Eighth-grade STEM teacher Tom Jenkins then split his time at the district and the STEM center during development, during which part of his salary was paid by Greenon and part by the center, Anthony said.
And he worked with teachers at every grade level to enhance STEM education in the classroom.
“No longer can an education based on rote memorization and independent learning provide the necessary tools for a student to obtain entrance into a quality post-secondary learning institution or equip him or her for a decent job,” Jenkins said.
“Students need to have the ability to research, problem solve, and collaborate on a daily basis, as this is what they will see in the vast majority of modern day work environments,” he said.
Over the last five years, Greenon’s STEM education program has developed from 40 part-time students to 300 students, due to high interest from parents and students who’ve seen the programs value, according to the district.
Originally a program for Greenon students identified as “gifted,” STEM was also offered to students for remediation in math and science in 2012-13.
“While all students demonstrated added proficiency in both math and science, the students that partook as part of the remediation group showed the most growth from the STEM experiences, which allowed for application and interaction,” Jenkins said.
He and seventh-grade STEM teacher Megan Jackson will coordinate with other teachers to tailor STEM units to support the state’s new Common Core and Next Generation Science Standards, he said.
Like Greenon, Northwestern Local Schools added STEM-like hands-on learning to its agricultural education programs.
And the district is in discussion with Springfield-Clark Career Technology Center to expand the district’s ag programs to include STEM education, Superintendent Tony Orr said.
The district dedicated a portion of its new Junior/Senior High School to agricultural educational and is now teaching topics like hydroponics, Orr said.
Erica Hillard, a CTC agricultural education instructor who teaches exclusively at Northwestern, said the program is dabbling more in STEM-like education now than it did before.
The new space, while losing some square footage, was designed so that it kept traditional hands-on learning like wood- and metal-working opportunities but added new controlled plant growth and hydroponics chambers.

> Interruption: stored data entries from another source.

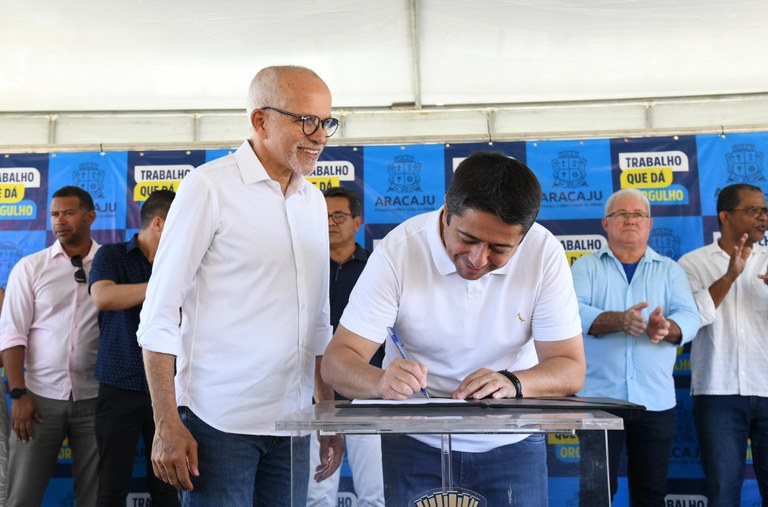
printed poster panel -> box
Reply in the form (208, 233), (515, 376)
(364, 223), (399, 252)
(697, 132), (768, 216)
(363, 144), (445, 224)
(647, 216), (703, 261)
(670, 388), (705, 480)
(611, 136), (701, 216)
(0, 231), (46, 289)
(0, 153), (49, 230)
(47, 151), (128, 232)
(205, 148), (234, 163)
(443, 141), (527, 183)
(126, 150), (203, 229)
(674, 343), (692, 388)
(540, 218), (607, 267)
(527, 139), (613, 221)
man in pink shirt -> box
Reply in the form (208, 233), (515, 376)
(0, 185), (101, 506)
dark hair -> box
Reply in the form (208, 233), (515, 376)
(140, 190), (176, 228)
(323, 186), (362, 217)
(717, 183), (762, 215)
(52, 186), (95, 212)
(445, 152), (541, 233)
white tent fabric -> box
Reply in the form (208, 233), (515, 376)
(1, 0), (767, 148)
(3, 0), (767, 110)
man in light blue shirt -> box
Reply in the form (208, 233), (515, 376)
(572, 188), (700, 506)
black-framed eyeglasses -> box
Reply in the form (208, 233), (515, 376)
(328, 211), (354, 224)
(728, 206), (768, 218)
(260, 106), (339, 137)
(605, 211), (650, 221)
(71, 255), (86, 284)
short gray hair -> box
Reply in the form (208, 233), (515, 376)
(245, 65), (321, 119)
(604, 188), (651, 217)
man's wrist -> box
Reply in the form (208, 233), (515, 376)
(497, 370), (523, 398)
(10, 387), (28, 400)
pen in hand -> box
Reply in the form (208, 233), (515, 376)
(387, 326), (430, 399)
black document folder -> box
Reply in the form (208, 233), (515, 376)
(338, 397), (645, 411)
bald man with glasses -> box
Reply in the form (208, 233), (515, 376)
(0, 185), (100, 506)
(572, 188), (700, 506)
(138, 66), (342, 506)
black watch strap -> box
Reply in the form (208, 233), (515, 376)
(497, 370), (523, 398)
(10, 387), (28, 400)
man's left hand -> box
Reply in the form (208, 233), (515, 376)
(646, 306), (670, 344)
(314, 434), (344, 482)
(452, 368), (516, 400)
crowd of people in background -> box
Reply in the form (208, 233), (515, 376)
(0, 64), (765, 507)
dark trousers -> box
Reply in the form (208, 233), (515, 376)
(693, 394), (768, 507)
(579, 408), (676, 507)
(95, 383), (180, 507)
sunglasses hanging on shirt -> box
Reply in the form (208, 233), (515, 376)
(71, 255), (86, 284)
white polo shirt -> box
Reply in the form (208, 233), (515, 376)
(340, 208), (581, 452)
(138, 140), (332, 435)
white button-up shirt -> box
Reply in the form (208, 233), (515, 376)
(0, 239), (101, 400)
(678, 242), (768, 397)
(137, 140), (332, 435)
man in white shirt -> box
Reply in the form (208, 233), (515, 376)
(137, 66), (341, 506)
(0, 185), (100, 506)
(322, 152), (586, 506)
(678, 183), (768, 507)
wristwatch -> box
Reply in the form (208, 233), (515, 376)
(9, 387), (28, 400)
(497, 370), (523, 398)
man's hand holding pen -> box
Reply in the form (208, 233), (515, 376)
(378, 357), (430, 400)
(383, 326), (431, 399)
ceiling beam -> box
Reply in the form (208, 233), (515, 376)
(2, 93), (768, 153)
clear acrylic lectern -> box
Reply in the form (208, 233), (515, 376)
(276, 400), (624, 506)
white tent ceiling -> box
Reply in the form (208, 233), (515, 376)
(2, 0), (768, 149)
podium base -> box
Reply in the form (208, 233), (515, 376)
(409, 487), (487, 507)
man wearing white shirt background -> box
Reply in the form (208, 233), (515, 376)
(678, 183), (768, 507)
(0, 185), (100, 507)
(137, 65), (342, 506)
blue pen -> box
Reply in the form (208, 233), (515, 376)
(387, 326), (430, 399)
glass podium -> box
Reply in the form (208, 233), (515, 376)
(276, 399), (624, 506)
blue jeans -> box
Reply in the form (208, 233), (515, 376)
(693, 395), (768, 507)
(578, 408), (676, 507)
(381, 434), (547, 506)
(178, 407), (309, 507)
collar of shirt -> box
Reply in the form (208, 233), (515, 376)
(124, 233), (149, 261)
(50, 237), (99, 263)
(351, 244), (369, 262)
(331, 244), (369, 268)
(706, 239), (767, 261)
(234, 140), (308, 197)
(597, 244), (663, 265)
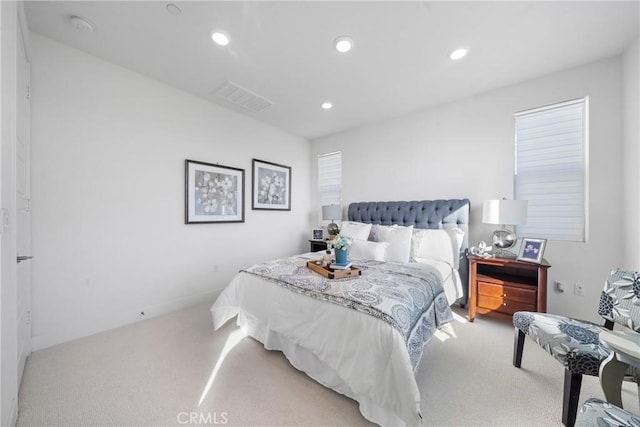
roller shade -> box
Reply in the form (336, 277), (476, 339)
(318, 151), (342, 209)
(514, 98), (588, 242)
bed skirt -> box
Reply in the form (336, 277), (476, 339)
(219, 308), (415, 426)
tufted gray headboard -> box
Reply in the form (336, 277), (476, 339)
(348, 199), (471, 306)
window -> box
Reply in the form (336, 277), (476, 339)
(514, 98), (588, 242)
(318, 151), (342, 214)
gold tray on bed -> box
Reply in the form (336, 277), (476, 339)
(306, 261), (362, 279)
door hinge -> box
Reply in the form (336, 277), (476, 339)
(26, 311), (31, 326)
(26, 198), (31, 212)
(25, 84), (31, 100)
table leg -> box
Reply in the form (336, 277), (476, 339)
(599, 351), (629, 408)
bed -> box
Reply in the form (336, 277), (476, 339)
(211, 199), (470, 425)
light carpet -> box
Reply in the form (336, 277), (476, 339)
(17, 302), (639, 426)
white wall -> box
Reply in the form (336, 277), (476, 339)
(30, 35), (310, 350)
(623, 37), (640, 270)
(311, 57), (628, 322)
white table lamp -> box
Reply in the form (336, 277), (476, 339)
(322, 204), (341, 238)
(482, 199), (528, 254)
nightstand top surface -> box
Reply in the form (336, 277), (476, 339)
(468, 254), (551, 268)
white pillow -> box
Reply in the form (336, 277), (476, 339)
(349, 240), (390, 261)
(339, 221), (372, 241)
(369, 224), (397, 242)
(411, 228), (465, 268)
(376, 224), (414, 263)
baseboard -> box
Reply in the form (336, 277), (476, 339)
(31, 289), (222, 352)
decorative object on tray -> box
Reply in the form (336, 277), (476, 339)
(185, 159), (245, 224)
(322, 250), (332, 267)
(516, 237), (546, 263)
(251, 159), (291, 211)
(331, 233), (351, 265)
(322, 204), (342, 238)
(306, 260), (361, 279)
(469, 241), (493, 258)
(482, 198), (527, 257)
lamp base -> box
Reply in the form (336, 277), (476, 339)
(327, 222), (339, 238)
(491, 248), (518, 259)
(491, 228), (517, 250)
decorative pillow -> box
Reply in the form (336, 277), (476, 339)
(339, 221), (373, 241)
(369, 224), (397, 242)
(376, 224), (414, 263)
(411, 228), (465, 268)
(349, 240), (390, 261)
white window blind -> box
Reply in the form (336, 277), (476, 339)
(318, 151), (342, 209)
(514, 98), (588, 242)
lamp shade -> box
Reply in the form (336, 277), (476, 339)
(482, 199), (528, 225)
(322, 204), (342, 221)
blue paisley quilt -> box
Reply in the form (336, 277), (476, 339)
(243, 254), (454, 368)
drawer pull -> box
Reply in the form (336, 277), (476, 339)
(503, 293), (507, 297)
(503, 303), (507, 306)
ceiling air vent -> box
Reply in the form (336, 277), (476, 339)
(214, 81), (273, 112)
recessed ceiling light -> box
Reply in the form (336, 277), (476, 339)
(166, 4), (182, 16)
(334, 36), (353, 53)
(450, 48), (468, 60)
(69, 16), (94, 32)
(211, 31), (230, 46)
(322, 102), (333, 110)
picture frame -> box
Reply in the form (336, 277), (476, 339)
(185, 159), (245, 224)
(312, 228), (324, 241)
(517, 237), (547, 263)
(252, 159), (291, 211)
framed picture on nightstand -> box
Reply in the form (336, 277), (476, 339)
(312, 228), (324, 240)
(517, 238), (547, 263)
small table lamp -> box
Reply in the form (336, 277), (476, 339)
(482, 199), (528, 256)
(322, 204), (341, 239)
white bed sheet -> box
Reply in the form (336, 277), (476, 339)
(210, 260), (459, 426)
(411, 258), (464, 306)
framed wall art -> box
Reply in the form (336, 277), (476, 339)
(517, 237), (547, 263)
(252, 159), (291, 211)
(185, 159), (245, 224)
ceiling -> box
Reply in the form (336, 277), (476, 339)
(24, 1), (639, 140)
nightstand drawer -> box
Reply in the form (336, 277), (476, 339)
(477, 295), (536, 315)
(478, 281), (536, 305)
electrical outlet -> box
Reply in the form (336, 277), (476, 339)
(554, 281), (565, 293)
(574, 283), (584, 296)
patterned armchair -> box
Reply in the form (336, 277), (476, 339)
(512, 268), (640, 427)
(575, 398), (640, 427)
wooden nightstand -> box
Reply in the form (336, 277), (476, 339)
(309, 239), (329, 252)
(468, 255), (551, 322)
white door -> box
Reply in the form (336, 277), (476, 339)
(15, 5), (31, 382)
(0, 2), (19, 425)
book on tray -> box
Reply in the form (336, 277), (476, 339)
(329, 262), (352, 270)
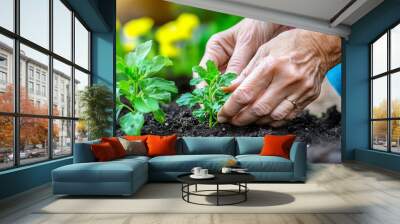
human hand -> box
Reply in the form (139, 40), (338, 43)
(198, 18), (290, 78)
(218, 29), (341, 127)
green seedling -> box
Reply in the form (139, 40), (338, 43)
(116, 40), (178, 135)
(177, 60), (236, 127)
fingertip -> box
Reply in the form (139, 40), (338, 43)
(221, 85), (235, 93)
(217, 115), (228, 123)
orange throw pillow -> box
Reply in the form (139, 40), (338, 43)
(259, 135), (296, 159)
(91, 142), (117, 162)
(146, 135), (177, 157)
(101, 137), (126, 158)
(123, 135), (148, 142)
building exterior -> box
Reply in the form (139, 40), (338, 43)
(0, 41), (74, 153)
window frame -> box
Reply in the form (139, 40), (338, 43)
(0, 0), (92, 171)
(370, 20), (400, 154)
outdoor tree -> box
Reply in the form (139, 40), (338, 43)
(372, 99), (400, 143)
(0, 85), (59, 151)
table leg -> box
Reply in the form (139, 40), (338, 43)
(195, 184), (197, 192)
(245, 183), (247, 201)
(187, 184), (190, 202)
(181, 184), (183, 199)
(217, 184), (219, 206)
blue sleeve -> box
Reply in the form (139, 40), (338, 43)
(326, 64), (342, 96)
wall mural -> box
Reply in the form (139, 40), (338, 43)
(116, 0), (342, 163)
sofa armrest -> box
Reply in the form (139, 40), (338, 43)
(73, 140), (100, 163)
(289, 142), (307, 181)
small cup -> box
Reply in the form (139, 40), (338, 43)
(221, 167), (232, 174)
(191, 167), (202, 176)
(199, 169), (208, 176)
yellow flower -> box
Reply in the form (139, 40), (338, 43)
(123, 17), (154, 38)
(155, 13), (199, 57)
(155, 21), (178, 43)
(177, 13), (199, 32)
(123, 42), (137, 52)
(160, 43), (179, 57)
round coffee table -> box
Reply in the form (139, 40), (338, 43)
(177, 173), (255, 206)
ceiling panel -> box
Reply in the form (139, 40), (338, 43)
(167, 0), (383, 38)
(227, 0), (352, 21)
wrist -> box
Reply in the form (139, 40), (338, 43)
(305, 30), (341, 73)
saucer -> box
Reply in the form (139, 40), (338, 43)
(190, 174), (215, 179)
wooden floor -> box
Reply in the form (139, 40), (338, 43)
(1, 162), (400, 224)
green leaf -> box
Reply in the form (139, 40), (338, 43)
(192, 109), (207, 122)
(133, 97), (159, 113)
(189, 77), (202, 86)
(117, 80), (132, 96)
(145, 56), (173, 75)
(125, 40), (153, 66)
(116, 57), (126, 74)
(119, 112), (144, 136)
(176, 93), (195, 107)
(206, 60), (220, 79)
(152, 109), (166, 124)
(219, 72), (236, 87)
(192, 66), (209, 83)
(146, 92), (171, 103)
(142, 77), (178, 94)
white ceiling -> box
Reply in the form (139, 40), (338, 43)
(167, 0), (384, 38)
(228, 0), (352, 22)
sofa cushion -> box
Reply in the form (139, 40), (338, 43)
(260, 135), (296, 159)
(53, 158), (147, 183)
(118, 138), (147, 156)
(91, 142), (118, 161)
(115, 155), (150, 165)
(147, 135), (177, 157)
(101, 137), (127, 158)
(149, 154), (235, 172)
(180, 137), (235, 155)
(236, 155), (293, 172)
(73, 139), (100, 163)
(235, 137), (263, 155)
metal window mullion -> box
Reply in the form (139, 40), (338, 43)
(388, 30), (391, 152)
(370, 45), (374, 149)
(13, 0), (20, 167)
(112, 3), (116, 137)
(0, 30), (90, 74)
(71, 11), (76, 156)
(48, 0), (53, 160)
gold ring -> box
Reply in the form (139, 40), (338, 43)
(286, 98), (298, 108)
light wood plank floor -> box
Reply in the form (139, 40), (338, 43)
(1, 162), (400, 224)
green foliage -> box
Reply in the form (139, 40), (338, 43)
(79, 84), (113, 140)
(116, 40), (177, 135)
(176, 60), (236, 127)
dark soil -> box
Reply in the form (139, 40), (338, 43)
(116, 103), (342, 163)
(137, 103), (340, 143)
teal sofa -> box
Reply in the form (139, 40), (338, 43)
(52, 137), (306, 196)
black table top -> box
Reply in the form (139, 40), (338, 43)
(177, 172), (255, 185)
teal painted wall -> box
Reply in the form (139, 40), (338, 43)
(343, 0), (400, 171)
(0, 0), (116, 200)
(0, 158), (72, 199)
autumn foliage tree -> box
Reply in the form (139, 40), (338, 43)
(0, 85), (59, 153)
(372, 99), (400, 143)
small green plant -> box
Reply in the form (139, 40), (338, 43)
(79, 84), (113, 140)
(116, 40), (178, 135)
(176, 60), (236, 127)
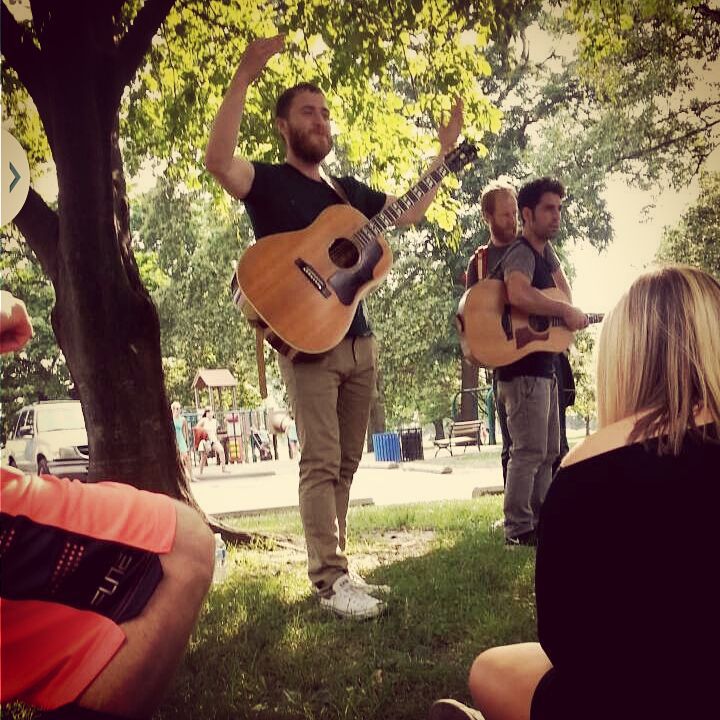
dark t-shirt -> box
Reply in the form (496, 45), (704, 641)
(532, 428), (720, 720)
(244, 162), (386, 336)
(495, 237), (560, 381)
(464, 242), (510, 288)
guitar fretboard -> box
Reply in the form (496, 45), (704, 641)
(353, 164), (451, 247)
(548, 313), (604, 327)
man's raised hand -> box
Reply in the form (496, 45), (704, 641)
(236, 35), (286, 84)
(438, 97), (464, 155)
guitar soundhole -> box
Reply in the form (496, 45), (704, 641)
(529, 315), (549, 332)
(328, 237), (360, 269)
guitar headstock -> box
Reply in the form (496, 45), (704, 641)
(445, 141), (478, 173)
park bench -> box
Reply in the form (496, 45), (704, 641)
(433, 419), (483, 457)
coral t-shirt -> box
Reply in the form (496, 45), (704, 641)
(0, 467), (176, 709)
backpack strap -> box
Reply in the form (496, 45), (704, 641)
(477, 245), (489, 279)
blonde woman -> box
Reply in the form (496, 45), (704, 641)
(431, 265), (720, 720)
(171, 401), (193, 482)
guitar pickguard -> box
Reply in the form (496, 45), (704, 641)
(515, 315), (550, 348)
(328, 239), (383, 306)
(515, 326), (549, 349)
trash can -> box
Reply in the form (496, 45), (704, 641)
(224, 412), (245, 463)
(372, 432), (402, 462)
(399, 427), (424, 461)
(226, 437), (244, 463)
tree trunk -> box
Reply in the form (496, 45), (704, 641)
(6, 2), (188, 499)
(366, 368), (387, 451)
(433, 418), (445, 440)
(459, 358), (479, 420)
(4, 0), (260, 543)
(35, 31), (188, 500)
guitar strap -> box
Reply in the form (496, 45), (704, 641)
(255, 327), (268, 399)
(476, 245), (489, 280)
(320, 163), (351, 206)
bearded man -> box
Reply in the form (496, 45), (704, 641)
(465, 180), (519, 484)
(205, 35), (462, 620)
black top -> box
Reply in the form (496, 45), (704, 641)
(244, 162), (387, 337)
(532, 428), (720, 720)
(465, 242), (510, 288)
(496, 237), (558, 381)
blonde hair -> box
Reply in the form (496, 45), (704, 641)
(597, 264), (720, 454)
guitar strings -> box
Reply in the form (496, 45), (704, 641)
(351, 164), (450, 250)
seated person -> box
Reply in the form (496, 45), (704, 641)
(0, 290), (215, 720)
(430, 265), (720, 720)
(196, 409), (228, 474)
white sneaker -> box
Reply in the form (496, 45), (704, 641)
(319, 574), (384, 620)
(348, 569), (390, 596)
(489, 518), (505, 534)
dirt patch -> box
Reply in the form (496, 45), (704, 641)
(253, 529), (437, 570)
(359, 529), (437, 565)
(255, 530), (436, 572)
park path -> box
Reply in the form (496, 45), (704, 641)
(190, 449), (503, 517)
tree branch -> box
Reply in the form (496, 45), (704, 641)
(608, 117), (720, 172)
(1, 2), (45, 108)
(13, 188), (60, 283)
(114, 0), (177, 104)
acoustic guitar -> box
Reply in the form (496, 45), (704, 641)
(231, 142), (478, 356)
(456, 279), (604, 368)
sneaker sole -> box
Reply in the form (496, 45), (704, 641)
(318, 599), (385, 620)
(429, 698), (486, 720)
(350, 582), (391, 596)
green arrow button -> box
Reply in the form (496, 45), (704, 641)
(9, 162), (20, 193)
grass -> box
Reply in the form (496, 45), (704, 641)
(160, 498), (536, 720)
(5, 498), (539, 720)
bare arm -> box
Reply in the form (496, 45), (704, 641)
(393, 98), (464, 226)
(506, 272), (588, 331)
(552, 265), (573, 303)
(204, 35), (285, 200)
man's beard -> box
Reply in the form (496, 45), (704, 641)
(490, 219), (517, 244)
(540, 226), (560, 241)
(287, 125), (332, 163)
(529, 212), (559, 242)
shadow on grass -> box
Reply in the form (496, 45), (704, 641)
(156, 520), (536, 720)
(2, 502), (537, 720)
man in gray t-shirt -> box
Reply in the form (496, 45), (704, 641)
(496, 178), (588, 546)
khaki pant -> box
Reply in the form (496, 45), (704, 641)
(278, 335), (377, 594)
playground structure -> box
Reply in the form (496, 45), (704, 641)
(191, 368), (295, 463)
(191, 368), (247, 463)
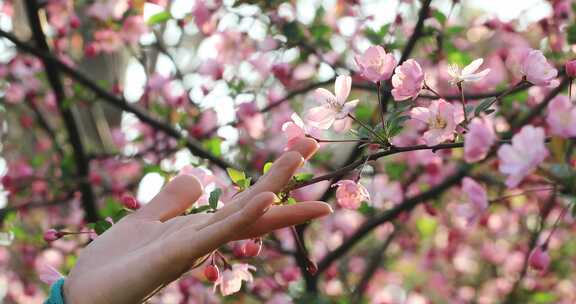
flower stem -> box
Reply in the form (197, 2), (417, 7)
(376, 81), (386, 129)
(423, 81), (445, 99)
(457, 82), (468, 124)
(347, 114), (388, 145)
(306, 134), (374, 143)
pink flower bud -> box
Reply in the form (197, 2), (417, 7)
(204, 264), (220, 282)
(84, 43), (99, 58)
(242, 239), (262, 257)
(43, 229), (63, 242)
(529, 246), (550, 272)
(121, 194), (139, 209)
(565, 59), (576, 78)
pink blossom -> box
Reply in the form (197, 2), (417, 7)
(5, 83), (25, 103)
(464, 117), (496, 163)
(529, 246), (550, 272)
(546, 95), (576, 138)
(520, 50), (557, 86)
(93, 29), (123, 54)
(459, 177), (488, 225)
(237, 102), (265, 139)
(447, 58), (491, 85)
(121, 16), (147, 45)
(410, 99), (461, 146)
(354, 46), (397, 83)
(86, 0), (129, 21)
(333, 180), (370, 209)
(306, 75), (358, 132)
(497, 125), (549, 188)
(368, 175), (403, 207)
(214, 263), (256, 296)
(198, 59), (224, 80)
(565, 59), (576, 78)
(391, 59), (424, 101)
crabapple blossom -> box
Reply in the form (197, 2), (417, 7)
(546, 95), (576, 138)
(497, 125), (549, 188)
(354, 46), (397, 83)
(121, 16), (147, 45)
(391, 59), (425, 101)
(459, 177), (489, 225)
(447, 58), (491, 85)
(306, 75), (359, 132)
(464, 117), (496, 163)
(214, 264), (256, 296)
(410, 99), (462, 146)
(520, 50), (558, 86)
(333, 180), (370, 209)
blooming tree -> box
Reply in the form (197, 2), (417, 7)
(1, 0), (576, 303)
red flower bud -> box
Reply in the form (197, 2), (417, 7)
(121, 194), (139, 209)
(70, 16), (81, 29)
(43, 229), (63, 242)
(204, 264), (220, 282)
(242, 239), (262, 257)
(84, 43), (99, 58)
(565, 59), (576, 78)
(529, 246), (550, 272)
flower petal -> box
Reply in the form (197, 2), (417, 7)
(335, 75), (352, 105)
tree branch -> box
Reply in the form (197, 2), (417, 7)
(24, 0), (99, 222)
(0, 29), (237, 171)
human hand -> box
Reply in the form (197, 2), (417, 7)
(63, 137), (331, 304)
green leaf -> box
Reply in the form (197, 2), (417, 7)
(227, 168), (246, 184)
(530, 292), (557, 303)
(294, 173), (314, 182)
(385, 162), (407, 180)
(568, 24), (576, 45)
(263, 162), (273, 174)
(112, 209), (129, 223)
(189, 205), (212, 214)
(357, 201), (375, 216)
(94, 220), (112, 235)
(416, 216), (437, 239)
(236, 178), (252, 190)
(474, 98), (497, 116)
(202, 138), (222, 157)
(432, 10), (447, 24)
(147, 11), (171, 25)
(282, 21), (304, 44)
(209, 188), (222, 210)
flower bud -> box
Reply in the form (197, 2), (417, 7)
(529, 246), (550, 272)
(242, 239), (262, 257)
(565, 59), (576, 78)
(204, 264), (220, 282)
(121, 194), (139, 209)
(43, 229), (63, 242)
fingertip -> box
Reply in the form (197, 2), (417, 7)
(288, 137), (319, 160)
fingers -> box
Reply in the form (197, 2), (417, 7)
(200, 137), (319, 228)
(170, 192), (276, 259)
(248, 137), (319, 195)
(233, 201), (332, 240)
(134, 174), (203, 222)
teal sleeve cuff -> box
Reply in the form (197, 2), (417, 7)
(44, 278), (66, 304)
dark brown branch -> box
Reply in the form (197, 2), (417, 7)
(24, 0), (99, 222)
(0, 29), (237, 171)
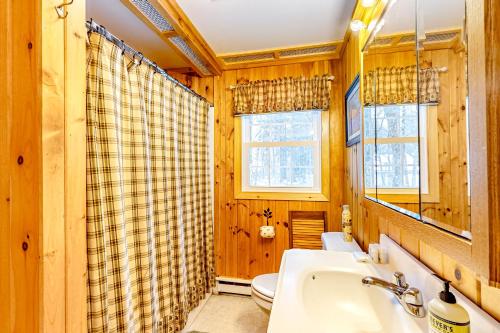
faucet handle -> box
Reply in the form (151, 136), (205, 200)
(403, 287), (424, 306)
(402, 287), (426, 318)
(393, 272), (409, 289)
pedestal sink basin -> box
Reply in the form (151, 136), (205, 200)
(300, 269), (423, 333)
(268, 250), (427, 333)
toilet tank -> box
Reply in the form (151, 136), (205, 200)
(321, 232), (362, 252)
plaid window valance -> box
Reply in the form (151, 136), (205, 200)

The chambers allow for environmental manipulation in plant-growth experiments in a controlled environment.
“So we kind of took the old concept and we scaled it down a little bit so that I can still teach that skill that all of the community members and parents want us to have, but we have different space in the shop to do more advanced things,” Hillard said.
CTC Superintendent Rick Smith said the talks with Northwestern to add STEM-specific education could in the future provide more opportunities for students and could serve as a vehicle for more partnerships.
The CTC provides off-campus programming to several other partner school districts as well, Smith said.
“We provide the instructor, (Northwestern) provides the educational facilities, and as long as the need is there we are excited to partner with our districts and be able to offer career technical programming and (career technical education) opportunities to students at their home schools,” Smith said.